Child life specialists are often the people who facilitate your child’s recreation in the hospital. Trained in child development, these professionals use a variety of play techniques to help children of all ages cope with the fear and stress of being hospitalized and undergoing multiple medical procedures. They also can serve as a great resource once your child leaves the hospital, providing tips and advice on helping your child readjust to home and school life.

Other Support Services

For parents staying overnight at the hospital, there are a number services available to make life a little easier.

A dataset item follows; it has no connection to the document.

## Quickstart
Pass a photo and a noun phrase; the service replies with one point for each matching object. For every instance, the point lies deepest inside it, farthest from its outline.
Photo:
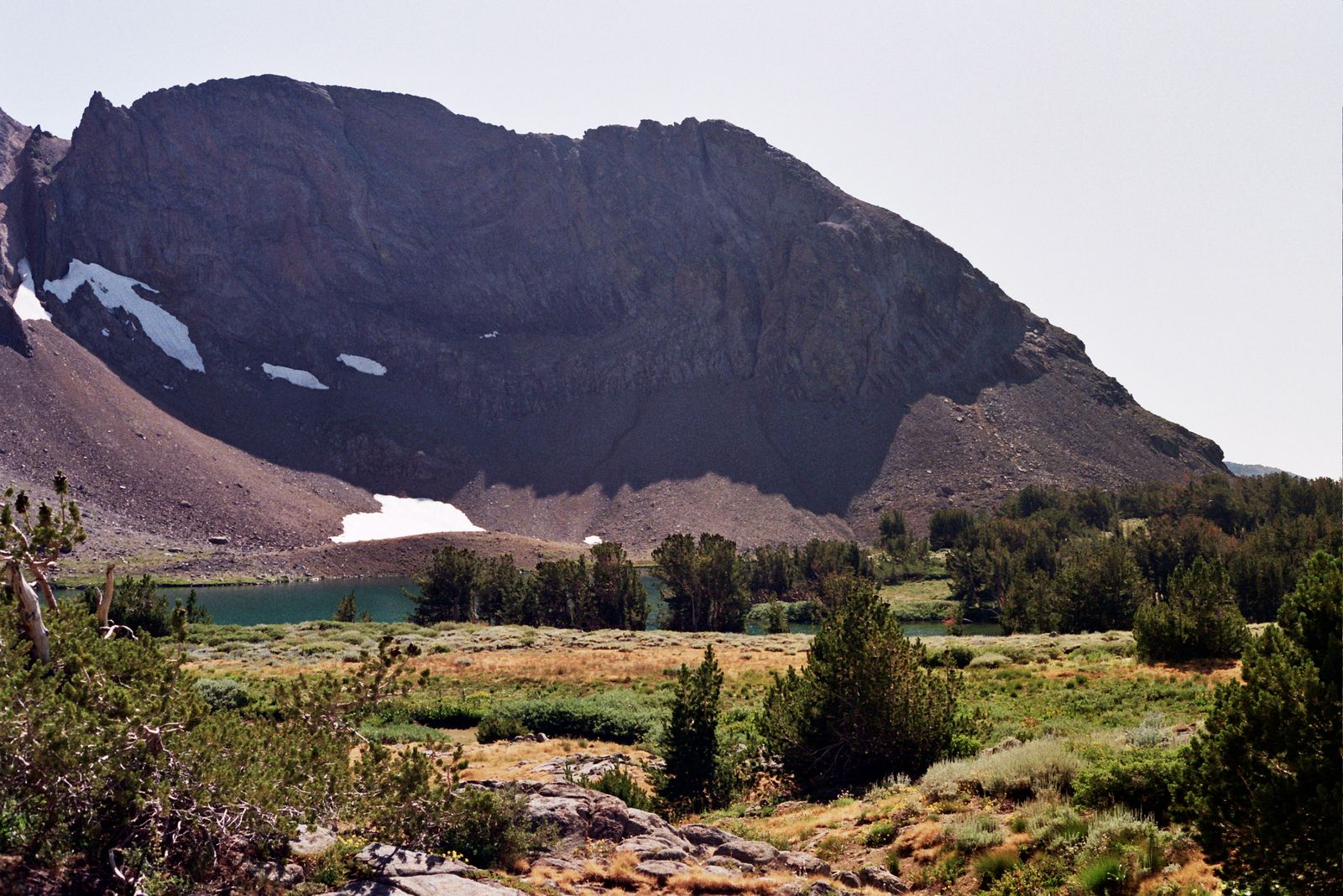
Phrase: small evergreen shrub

Many hospitals offer family rooms that may include such amenities as kitchenettes, showers, cots, laundry facilities, TV, computers, and quiet reading rooms. Places like these are important because they allow family members to take much-needed breaks but still be nearby. Additional conveniences may include cafeterias, on-site pharmacies, and gift shops. Volunteers also often make the rounds, offering coffee, tea, magazines, and newspapers.

For staying in touch with loved ones, computers with free Internet access are frequently found in certain areas of the hospital. Here you may want to take advantage of online services like CaringBridge, which allows you to write, create, and maintain a webpage and online journal about your child’s progress to keep friends and family updated on your child’s condition.

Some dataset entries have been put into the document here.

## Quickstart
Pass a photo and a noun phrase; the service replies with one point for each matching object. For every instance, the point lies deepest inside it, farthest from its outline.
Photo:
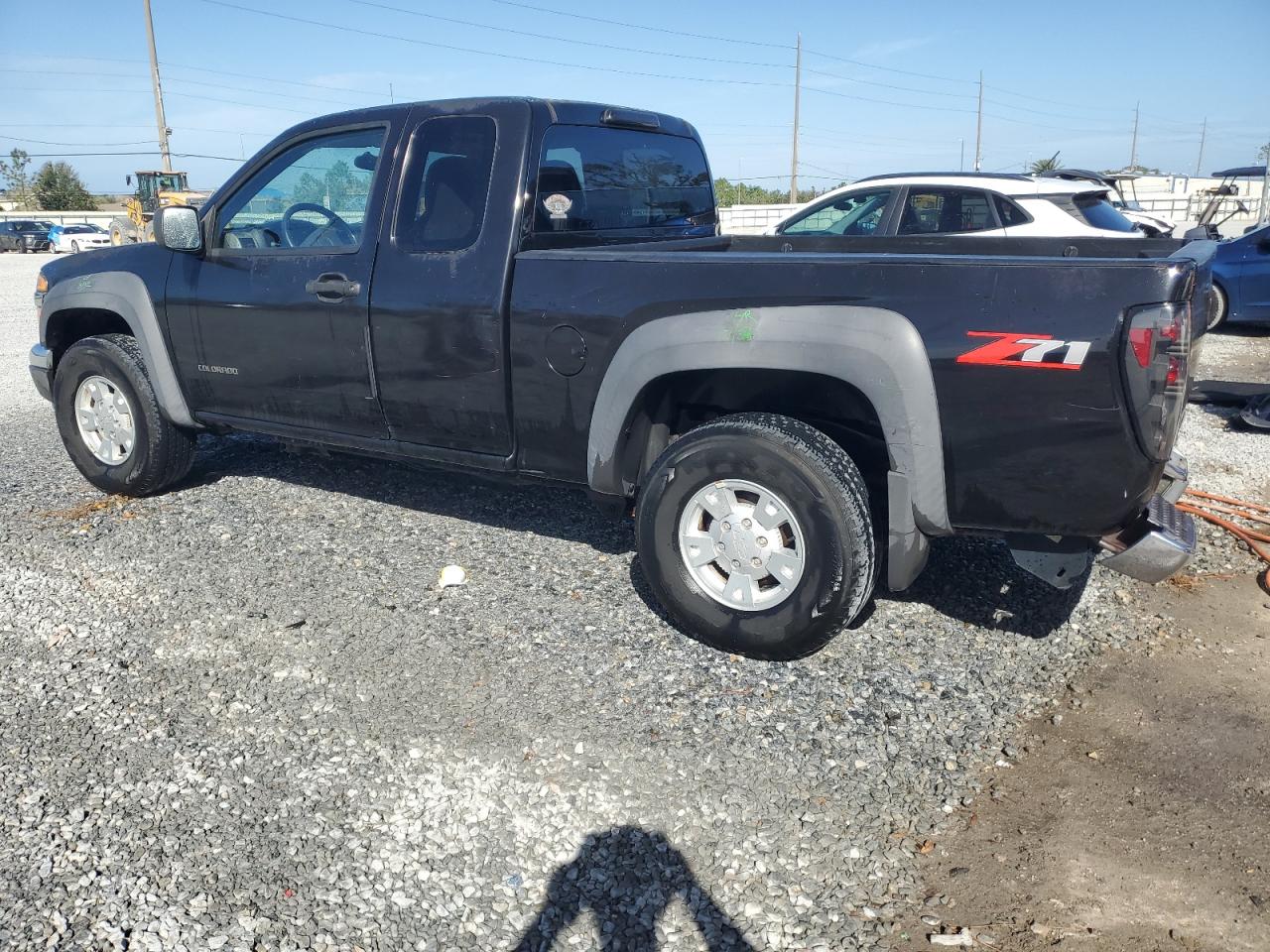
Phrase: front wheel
(1220, 306)
(753, 532)
(109, 420)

And while your child is getting the care he or she needs, there are many hospital staff members available to help you, too. These professionals may include:

  • chaplains, who can offer spiritual care and support

  • psychiatrists and psychologists, who can help families deal with feelings of anger, fear, or sadness

  • social workers, who also can help with coping issues, as well as coordinate any necessary assistance, such as locating an interpreter, making preparations for home equipment, and helping with insurance issues

  • financial counselors, who are trained to help you manage the financial aspects of your child’s care

  • support groups for both you and your child

Coping With a Child’s Long-Term Illness

Any time a child is sick enough to be hospitalized, it puts added stress on a family. But a long-term hospital stay is more like a marathon than a sprint. That’s why it’s important to take care of yourself [link to caregiver article] during the course of your child’s treatment. Staying by your child’s side 24/7 can lead to caregiver burnout so it’s important to get some down time – whether that means taking shifts with a spouse or other family member, or simply giving yourself permission to spend some time away from the hospital to regroup.

If you need more help coping, reach out to a counselor or social worker, or ask your child’s doctor about a local support group. You’ll find there are many people who want to help you and your family at this time.